SPARQL Query Candidate Filtering for Improving the Quality of Multilingual Question Answering over Knowledge Graphs using Language Models

Authors

  • Aleksandr Perevalov Leipzig University of Applied Sciences, Leipzig, Germany
  • Aleksandr Gashkov Leipzig University of Applied Sciences, Leipzig, Germany
  • Maria Eltsova CBZ München GmbH, Heilbronn, Germany
  • Andreas Both Leipzig University of Applied Sciences, Leipzig, Germany ,DATEV eG, Nuremberg, Germany

DOI:

https://doi.org/10.13052/jwe1540-9589.2444

Keywords:

Question answering over knowledge graphs, query validation, query candidate filtering, question answering quality, trustworthiness

Abstract

Question answering is an approach to retrieving information from a knowledge base using natural language. Within question answering systems that work over knowledge graphs (KGQA), a ranked list of SPARQL query candidates is typically computed for the given natural-language input, where the top-ranked query should reflect the intention and semantics of the given user’s question. This article follows our long-term research agenda of providing trustworthy KGQA systems by presenting an approach for filtering incorrect queries. Here, we employ (large) language models (LMs/LLMs) to distinguish between correct and incorrect queries. The main difference to the previous work is that we address here multilingual questions represented in major languages (English, German, French, Spanish, and Russian), and confirm the generalizability of the approach by also evaluating it on some low-resource languages (Ukrainian, Armenian, Lithuanian, Belarusian, and Bashkir). The considered LMs (BERT, DistilBERT, Mistral, Zephyr, GPT-3.5, and GPT-4) were applied to the KGQA systems – QAnswer (real-world system) and MemQA (idealized system) – as SPARQL query filters. The approach was evaluated on the multilingual dataset QALD-9-plus, which is based on the Wikidata knowledge graph. The experimental results imply that the considered KGQA systems achieve quality improvements for all languages when using our query-filtering approach.

     

Downloads

Download data is not yet available.

Author Biographies

Aleksandr Perevalov, Leipzig University of Applied Sciences, Leipzig, Germany

Aleksandr Pervalov is a final-year Ph.D. student at the Leipzig University of Applied Sciences and the Paderborn University (both in Germany). He also leads the research project “Language Agnostic Semantic Search over Knowledge Graphs” in collaboration with Springer Nature as an industry partner. His research interests focus on applied conversational AI and question answering.
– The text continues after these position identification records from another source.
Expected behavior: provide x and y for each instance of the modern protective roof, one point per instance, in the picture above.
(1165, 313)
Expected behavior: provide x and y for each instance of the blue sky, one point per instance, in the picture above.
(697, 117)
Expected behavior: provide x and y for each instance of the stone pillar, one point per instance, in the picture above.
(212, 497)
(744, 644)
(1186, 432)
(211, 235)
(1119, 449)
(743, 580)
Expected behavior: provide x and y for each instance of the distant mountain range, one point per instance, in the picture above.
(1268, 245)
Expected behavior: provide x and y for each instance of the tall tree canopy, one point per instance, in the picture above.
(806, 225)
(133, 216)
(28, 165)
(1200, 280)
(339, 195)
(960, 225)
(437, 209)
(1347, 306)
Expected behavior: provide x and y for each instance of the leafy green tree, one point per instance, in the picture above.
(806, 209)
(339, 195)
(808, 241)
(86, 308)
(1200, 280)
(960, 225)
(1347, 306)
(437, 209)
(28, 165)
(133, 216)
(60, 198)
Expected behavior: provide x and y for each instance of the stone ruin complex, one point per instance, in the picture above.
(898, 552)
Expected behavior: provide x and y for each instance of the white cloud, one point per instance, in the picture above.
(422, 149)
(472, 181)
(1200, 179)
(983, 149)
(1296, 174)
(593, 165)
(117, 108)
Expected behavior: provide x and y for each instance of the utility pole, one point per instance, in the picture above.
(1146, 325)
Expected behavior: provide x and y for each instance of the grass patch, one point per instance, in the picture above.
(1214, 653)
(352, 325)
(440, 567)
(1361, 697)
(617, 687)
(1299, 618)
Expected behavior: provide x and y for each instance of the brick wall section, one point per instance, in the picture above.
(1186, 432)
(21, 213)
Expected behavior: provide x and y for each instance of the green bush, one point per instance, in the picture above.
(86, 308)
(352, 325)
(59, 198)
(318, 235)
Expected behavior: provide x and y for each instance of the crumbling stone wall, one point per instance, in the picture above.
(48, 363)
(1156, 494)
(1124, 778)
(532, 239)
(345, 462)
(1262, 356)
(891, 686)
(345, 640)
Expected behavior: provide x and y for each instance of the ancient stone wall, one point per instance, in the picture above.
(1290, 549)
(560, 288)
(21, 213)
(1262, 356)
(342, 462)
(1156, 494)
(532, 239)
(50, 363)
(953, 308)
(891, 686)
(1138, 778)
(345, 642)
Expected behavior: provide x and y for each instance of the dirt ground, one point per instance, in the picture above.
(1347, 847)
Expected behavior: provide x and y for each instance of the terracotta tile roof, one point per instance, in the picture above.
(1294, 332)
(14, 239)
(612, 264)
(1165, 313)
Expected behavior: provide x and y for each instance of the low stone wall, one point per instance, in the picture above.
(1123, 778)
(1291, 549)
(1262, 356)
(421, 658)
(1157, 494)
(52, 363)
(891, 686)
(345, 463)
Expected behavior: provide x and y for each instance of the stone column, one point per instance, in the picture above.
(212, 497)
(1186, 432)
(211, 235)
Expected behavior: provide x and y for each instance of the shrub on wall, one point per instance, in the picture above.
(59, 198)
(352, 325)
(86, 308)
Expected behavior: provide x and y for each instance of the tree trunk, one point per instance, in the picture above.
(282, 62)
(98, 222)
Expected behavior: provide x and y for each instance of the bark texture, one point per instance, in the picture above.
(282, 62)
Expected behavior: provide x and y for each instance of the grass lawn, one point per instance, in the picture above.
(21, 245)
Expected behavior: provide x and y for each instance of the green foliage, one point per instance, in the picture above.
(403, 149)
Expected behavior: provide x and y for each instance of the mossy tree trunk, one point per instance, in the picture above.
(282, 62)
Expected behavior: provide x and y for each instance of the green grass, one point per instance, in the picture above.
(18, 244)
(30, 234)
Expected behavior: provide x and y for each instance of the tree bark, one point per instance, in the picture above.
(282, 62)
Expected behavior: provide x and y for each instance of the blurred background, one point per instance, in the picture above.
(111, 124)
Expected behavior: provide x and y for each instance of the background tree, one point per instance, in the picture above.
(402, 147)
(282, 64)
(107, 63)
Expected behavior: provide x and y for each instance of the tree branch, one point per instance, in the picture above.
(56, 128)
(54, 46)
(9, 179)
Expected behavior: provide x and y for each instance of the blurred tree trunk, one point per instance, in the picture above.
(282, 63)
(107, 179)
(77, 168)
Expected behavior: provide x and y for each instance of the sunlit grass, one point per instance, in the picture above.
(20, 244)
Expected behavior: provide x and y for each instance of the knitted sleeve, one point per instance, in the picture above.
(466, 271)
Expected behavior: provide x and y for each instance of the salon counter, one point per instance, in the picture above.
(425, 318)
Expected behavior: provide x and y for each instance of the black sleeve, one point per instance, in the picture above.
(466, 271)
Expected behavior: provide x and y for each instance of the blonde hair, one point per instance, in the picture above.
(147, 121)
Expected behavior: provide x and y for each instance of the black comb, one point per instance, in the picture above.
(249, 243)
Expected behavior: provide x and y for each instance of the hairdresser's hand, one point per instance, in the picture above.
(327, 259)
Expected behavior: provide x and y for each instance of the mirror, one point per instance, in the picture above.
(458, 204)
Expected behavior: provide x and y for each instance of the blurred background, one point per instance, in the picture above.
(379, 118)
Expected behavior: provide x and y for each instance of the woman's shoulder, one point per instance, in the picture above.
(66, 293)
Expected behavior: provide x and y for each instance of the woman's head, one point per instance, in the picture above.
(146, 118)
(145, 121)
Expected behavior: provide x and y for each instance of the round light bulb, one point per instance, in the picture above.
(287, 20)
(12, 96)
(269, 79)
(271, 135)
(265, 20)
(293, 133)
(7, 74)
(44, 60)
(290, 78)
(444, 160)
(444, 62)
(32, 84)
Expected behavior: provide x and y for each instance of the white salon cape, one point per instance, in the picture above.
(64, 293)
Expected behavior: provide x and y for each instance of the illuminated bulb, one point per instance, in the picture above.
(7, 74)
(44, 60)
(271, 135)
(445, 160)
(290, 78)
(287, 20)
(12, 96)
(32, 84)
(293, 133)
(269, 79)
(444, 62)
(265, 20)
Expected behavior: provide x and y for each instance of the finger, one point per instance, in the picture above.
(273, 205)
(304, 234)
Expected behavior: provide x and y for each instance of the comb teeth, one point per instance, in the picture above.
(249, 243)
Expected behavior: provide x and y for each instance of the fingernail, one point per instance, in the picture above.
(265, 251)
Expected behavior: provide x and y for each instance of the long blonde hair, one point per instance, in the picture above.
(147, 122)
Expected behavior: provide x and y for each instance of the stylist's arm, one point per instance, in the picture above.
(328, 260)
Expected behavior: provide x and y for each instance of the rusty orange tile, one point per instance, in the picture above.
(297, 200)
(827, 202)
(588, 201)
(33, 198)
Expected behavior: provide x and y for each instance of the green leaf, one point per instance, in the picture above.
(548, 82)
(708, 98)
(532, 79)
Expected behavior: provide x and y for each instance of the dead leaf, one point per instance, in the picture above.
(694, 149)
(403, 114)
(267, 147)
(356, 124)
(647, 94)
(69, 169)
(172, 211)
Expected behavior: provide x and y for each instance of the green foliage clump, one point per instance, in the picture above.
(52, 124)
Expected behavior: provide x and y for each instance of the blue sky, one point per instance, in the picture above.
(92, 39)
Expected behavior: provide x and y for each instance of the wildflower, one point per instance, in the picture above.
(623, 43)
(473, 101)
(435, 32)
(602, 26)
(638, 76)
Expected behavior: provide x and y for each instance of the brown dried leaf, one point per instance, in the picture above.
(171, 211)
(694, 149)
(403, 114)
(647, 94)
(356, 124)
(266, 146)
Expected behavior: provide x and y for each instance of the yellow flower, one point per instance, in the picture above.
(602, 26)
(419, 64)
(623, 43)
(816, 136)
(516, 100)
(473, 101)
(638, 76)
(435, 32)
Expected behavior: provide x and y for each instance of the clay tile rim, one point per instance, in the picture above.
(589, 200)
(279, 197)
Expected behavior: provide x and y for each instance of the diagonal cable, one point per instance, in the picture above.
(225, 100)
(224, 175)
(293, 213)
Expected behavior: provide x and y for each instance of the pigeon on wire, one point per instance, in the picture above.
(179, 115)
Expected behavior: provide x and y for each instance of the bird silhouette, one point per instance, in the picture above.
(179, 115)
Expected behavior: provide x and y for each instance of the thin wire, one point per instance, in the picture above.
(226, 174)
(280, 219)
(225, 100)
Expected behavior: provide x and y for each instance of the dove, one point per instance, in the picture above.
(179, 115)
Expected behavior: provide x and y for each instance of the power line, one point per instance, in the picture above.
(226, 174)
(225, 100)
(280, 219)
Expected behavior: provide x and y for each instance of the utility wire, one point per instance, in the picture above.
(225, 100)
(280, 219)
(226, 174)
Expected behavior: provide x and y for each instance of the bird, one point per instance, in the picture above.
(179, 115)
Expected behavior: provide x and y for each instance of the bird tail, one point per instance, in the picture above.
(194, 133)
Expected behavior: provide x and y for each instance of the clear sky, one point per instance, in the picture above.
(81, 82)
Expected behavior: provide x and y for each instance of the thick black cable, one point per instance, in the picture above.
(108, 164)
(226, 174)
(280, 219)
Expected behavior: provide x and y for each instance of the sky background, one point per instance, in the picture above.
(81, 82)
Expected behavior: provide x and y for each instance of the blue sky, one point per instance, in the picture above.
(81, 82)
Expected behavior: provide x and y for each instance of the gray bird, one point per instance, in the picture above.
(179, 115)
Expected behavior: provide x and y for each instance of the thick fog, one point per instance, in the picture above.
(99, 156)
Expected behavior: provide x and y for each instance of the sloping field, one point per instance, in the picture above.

Aleksandr Gashkov, Leipzig University of Applied Sciences, Leipzig, Germany

Aleksandr Gashkov is an independent researcher at the Web & Software Engineering research group, with a Ph.D. in Computational Linguistics. His research interests encompass natural language processing, multilingual question answering – both general and over knowledge graphs – and applied artificial intelligence.

Maria Eltsova, CBZ München GmbH, Heilbronn, Germany

Maria Eltsova is a free researcher at Web & Software Engineering research group. After promotion in linguistics in 2006, she was a professor at Perm National Research Polytechnic University (Russia) till 2022. Her research interests include computational linguistics, psycholinguistics, question answering, and digitalization of endangered indigenous languages.

Andreas Both, Leipzig University of Applied Sciences, Leipzig, Germany ,DATEV eG, Nuremberg, Germany

Andreas Both is Head of Research at DATEV eG (a top-tier business software provider in Germany) and a professor at the Leipzig University of Applied Sciences (Germany) where he leads the Web & Software Engineering (WSE) research group which focuses on high-quality, multilingual, KG-agnostic AI methods, in particular on question answering systems, and applied AI, data, and web technologies.

References

Kushagra Singh Bisen, Sara Assefa Alemayehu, Pierre Maret, Alexandra Creighton, Rachel Gorman, Bushra Kundi, Thumeka Mgwgwi, Fabrice Muhlenbach, Serban Dinca-Panaitescu, and Christo El Morr. Evaluation of Search Methods on Community Documents, pages 39–49. Metadata and Semantic Research. Springer Nature Switzerland, 2023.

Andreas Both, Dennis Diefenbach, Kuldeep Singh, Saedeeh Shekarpour, Didier Cherix, and Christoph Lange. Qanary – a methodology for vocabulary-driven open question answering systems. In The Semantic Web. Latest Advances and New Domains, pages 625–641, Cham, 2016. Springer International Publishing.

Andreas Both, Kuldeep Singh, Dennis Diefenbach, and Ioanna Lytra. Rapid engineering of QA systems using the light-weight Qanary architecture. In Jordi Cabot, Roberto De Virgilio, and Riccardo Torlone, editors, Web Engineering, pages 544–548, Cham, 2017. Springer International Publishing.

Tom Brown, Benjamin Mann, Nick Ryder, Melanie Subbiah, Jared D Kaplan, Prafulla Dhariwal, Arvind Neelakantan, Pranav Shyam, Girish Sastry, Amanda Askell, et al. Language models are few-shot learners. Advances in neural information processing systems, 33:1877–1901, 2020.

Mikhail Burtsev, Alexander Seliverstov, Rafael Airapetyan, Mikhail Arkhipov, Dilyara Baymurzina, Nickolay Bushkov, Olga Gureenkova, Taras Khakhulin, Yuri Kuratov, Denis Kuznetsov, Alexey Litinsky, Varvara Logacheva, Alexey Lymar, Valentin Malykh, Maxim Petrov, Vadim Polulyakh, Leonid Pugachev, Alexey Sorokin, Maria Vikhreva, and Marat Zaynutdinov. DeepPavlov: Open-source library for dialogue systems. In Proceedings of ACL 2018, System Demonstrations, pages 122–127. Association for Computational Linguistics, 2018.

Ruixiang Cui, Rahul Aralikatte, Heather Lent, and Daniel Hershcovich. Multilingual compositional Wikidata questions. arXiv preprint arXiv:2108.03509, 2021.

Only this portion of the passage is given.